Pero nada hay más digno de reivindicación y memoria en
Pastor Díaz que su honradez a prueba de sacrificios, casi heroica. La
convulsa España de su tiempo, víctima de la ruina material y presa del
desánimo por las secuelas de la guerra de la Independencia, no era tan
distinta a la nuestra, asimismo lastrada por la crisis económica y la
desmoralización ciudadana. Sin embargo, pese a la similitud de
escenarios, no es fácil encontrar en la política española de hoy una
figura que se aproxime a la estatura de Pastor Díaz, si hablamos en
términos de conciencia y honradez personal. Acerca de sus errores
políticos, que los tuvo (aunque incluso desde ellos «algo aprovecha y
enseña», reconocerá Cánovas), cabe abrir un capítulo de reproches
justificados, pero es incuestionable en cuanto a los valores que
determinan el calado moral de los individuos: austeridad,
insobornabilidad, sentido del deber, patriotismo.
Son precisamente esos valores los que nos inducen a
pensar que el olvido de Pastor Díaz, incluso en su Galicia natal, no es
consecuencia inevitable del paso del tiempo sino fruto de un deliberado
propósito de borrar referentes —es decir, actitudes y conductas— capaces
de avergonzar, por comparación, a sus homólogos de hoy. En la política
española actual, el «modelo Pastor Díaz» es sencillamente insultante.

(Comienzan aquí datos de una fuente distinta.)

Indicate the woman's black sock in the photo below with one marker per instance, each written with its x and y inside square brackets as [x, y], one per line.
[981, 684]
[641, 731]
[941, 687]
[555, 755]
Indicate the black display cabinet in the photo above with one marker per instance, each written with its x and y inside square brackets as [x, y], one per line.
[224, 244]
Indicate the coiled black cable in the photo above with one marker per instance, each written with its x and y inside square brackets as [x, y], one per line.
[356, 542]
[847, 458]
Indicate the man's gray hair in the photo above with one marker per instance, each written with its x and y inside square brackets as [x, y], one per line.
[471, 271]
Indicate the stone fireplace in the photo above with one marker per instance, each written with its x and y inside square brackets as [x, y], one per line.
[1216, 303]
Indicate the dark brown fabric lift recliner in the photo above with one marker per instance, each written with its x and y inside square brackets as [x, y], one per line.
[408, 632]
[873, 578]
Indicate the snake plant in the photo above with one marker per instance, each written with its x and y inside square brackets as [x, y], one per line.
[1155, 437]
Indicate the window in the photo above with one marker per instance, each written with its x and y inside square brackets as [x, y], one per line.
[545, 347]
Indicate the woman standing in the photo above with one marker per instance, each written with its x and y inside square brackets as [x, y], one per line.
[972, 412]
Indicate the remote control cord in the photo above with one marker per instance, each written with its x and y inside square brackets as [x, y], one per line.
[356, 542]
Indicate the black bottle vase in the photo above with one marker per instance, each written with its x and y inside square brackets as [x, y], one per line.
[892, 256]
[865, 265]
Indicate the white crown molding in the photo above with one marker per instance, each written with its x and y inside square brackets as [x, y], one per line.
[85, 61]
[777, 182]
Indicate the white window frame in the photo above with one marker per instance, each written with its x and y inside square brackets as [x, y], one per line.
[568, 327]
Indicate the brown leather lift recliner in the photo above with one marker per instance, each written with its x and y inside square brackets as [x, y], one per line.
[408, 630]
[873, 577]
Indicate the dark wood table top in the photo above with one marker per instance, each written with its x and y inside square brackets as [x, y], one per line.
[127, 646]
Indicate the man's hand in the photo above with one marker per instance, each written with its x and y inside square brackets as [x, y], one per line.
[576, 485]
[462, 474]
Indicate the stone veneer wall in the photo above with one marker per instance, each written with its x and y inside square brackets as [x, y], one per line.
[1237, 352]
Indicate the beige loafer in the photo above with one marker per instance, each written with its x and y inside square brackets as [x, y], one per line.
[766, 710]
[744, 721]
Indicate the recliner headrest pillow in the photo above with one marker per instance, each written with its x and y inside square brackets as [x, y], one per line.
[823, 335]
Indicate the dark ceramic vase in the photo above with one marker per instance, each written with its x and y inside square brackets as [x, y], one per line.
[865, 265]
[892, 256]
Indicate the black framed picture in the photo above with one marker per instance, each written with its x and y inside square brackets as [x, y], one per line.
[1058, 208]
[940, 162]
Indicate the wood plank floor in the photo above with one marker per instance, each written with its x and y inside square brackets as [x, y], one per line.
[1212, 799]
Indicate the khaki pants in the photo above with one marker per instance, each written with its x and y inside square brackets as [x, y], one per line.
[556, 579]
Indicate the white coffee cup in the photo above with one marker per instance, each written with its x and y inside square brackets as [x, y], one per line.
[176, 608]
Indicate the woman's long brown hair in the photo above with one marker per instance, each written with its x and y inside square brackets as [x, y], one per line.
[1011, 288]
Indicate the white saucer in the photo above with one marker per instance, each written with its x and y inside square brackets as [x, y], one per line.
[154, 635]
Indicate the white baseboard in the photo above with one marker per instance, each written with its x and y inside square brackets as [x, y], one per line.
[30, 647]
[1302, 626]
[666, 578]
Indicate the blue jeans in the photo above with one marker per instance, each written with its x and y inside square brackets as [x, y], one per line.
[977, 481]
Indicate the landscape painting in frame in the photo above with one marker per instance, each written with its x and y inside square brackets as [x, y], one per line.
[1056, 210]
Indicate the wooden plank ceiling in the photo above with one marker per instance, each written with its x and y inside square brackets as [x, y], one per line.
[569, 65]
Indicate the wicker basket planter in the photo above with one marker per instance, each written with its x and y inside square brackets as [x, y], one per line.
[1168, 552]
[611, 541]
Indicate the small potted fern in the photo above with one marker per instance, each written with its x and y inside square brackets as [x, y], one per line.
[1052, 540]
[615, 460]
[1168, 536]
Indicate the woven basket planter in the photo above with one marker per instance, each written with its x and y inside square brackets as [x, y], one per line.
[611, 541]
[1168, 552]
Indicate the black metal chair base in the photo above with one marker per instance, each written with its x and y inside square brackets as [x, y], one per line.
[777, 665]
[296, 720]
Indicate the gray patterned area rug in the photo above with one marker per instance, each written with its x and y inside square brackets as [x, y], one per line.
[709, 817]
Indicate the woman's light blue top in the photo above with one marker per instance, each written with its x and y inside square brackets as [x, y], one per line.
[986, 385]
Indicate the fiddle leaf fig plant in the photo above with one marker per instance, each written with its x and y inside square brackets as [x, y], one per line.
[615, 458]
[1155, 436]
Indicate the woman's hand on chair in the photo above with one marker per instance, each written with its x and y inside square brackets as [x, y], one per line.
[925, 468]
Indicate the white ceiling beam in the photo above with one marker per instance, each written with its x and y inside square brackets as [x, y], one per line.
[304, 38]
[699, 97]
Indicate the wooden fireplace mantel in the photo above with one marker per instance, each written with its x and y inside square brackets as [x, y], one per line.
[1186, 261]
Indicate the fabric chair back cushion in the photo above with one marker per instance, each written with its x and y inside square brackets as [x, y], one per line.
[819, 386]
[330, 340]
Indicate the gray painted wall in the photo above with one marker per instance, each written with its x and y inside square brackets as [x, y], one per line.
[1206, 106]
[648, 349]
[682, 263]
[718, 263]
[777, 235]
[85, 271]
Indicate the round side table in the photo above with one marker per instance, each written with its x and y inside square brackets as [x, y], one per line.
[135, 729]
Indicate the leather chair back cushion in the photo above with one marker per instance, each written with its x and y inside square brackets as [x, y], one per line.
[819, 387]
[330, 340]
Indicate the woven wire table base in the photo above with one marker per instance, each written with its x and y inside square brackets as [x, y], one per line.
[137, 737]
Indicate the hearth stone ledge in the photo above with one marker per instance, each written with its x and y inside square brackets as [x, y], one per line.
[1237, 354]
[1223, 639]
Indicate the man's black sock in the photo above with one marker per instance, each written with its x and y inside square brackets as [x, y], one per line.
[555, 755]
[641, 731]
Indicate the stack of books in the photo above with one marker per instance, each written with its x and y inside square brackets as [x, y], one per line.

Ante la pasividad con que asistimos a la cultura del pelotazo y el
enriquecimiento exprés, impunemente instalada en escaños y poltronas
institucionales, el ejemplo del político vivariense constituye una
provocación insufrible. Una anécdota acaecida pocos días antes de su
muerte es bien ilustrativa del grado de honradez que caracterizó la vida
de don Nicomedes Pastor: cuando esperaba el fin de sus días en su
modesto cuarto madrileño, recibió la visita de un paisano suyo, que se
asombró de la austeridad del aposento y de que la única compañía de
aquel hombre fuese la de su hermana Teodora, entregada al cuidado del
enfermo y a las faenas domésticas. «Ya ve, amigo, que después de haber
sido todo lo que se puede ser en un país monárquico constitucional, mis
trabajos y afanes no han logrado sacar de la mano de mi hermana la
escoba y el plumero», comentó el prócer ante la extrañeza del visitante.
En efecto, sus contemporáneos retribuyeron cicateramente a
Pastor Díaz. Era demasiado grande para una España demasiado pequeña:
«Tenía que achicarse para caber en una escena mezquina», había de decir
Valera. Su memoria se ha borrado de la España actual. Quizá porque los
valores que representa suponen un aldabonazo en la conciencia de un país
abismado en miserias no sólo económicas.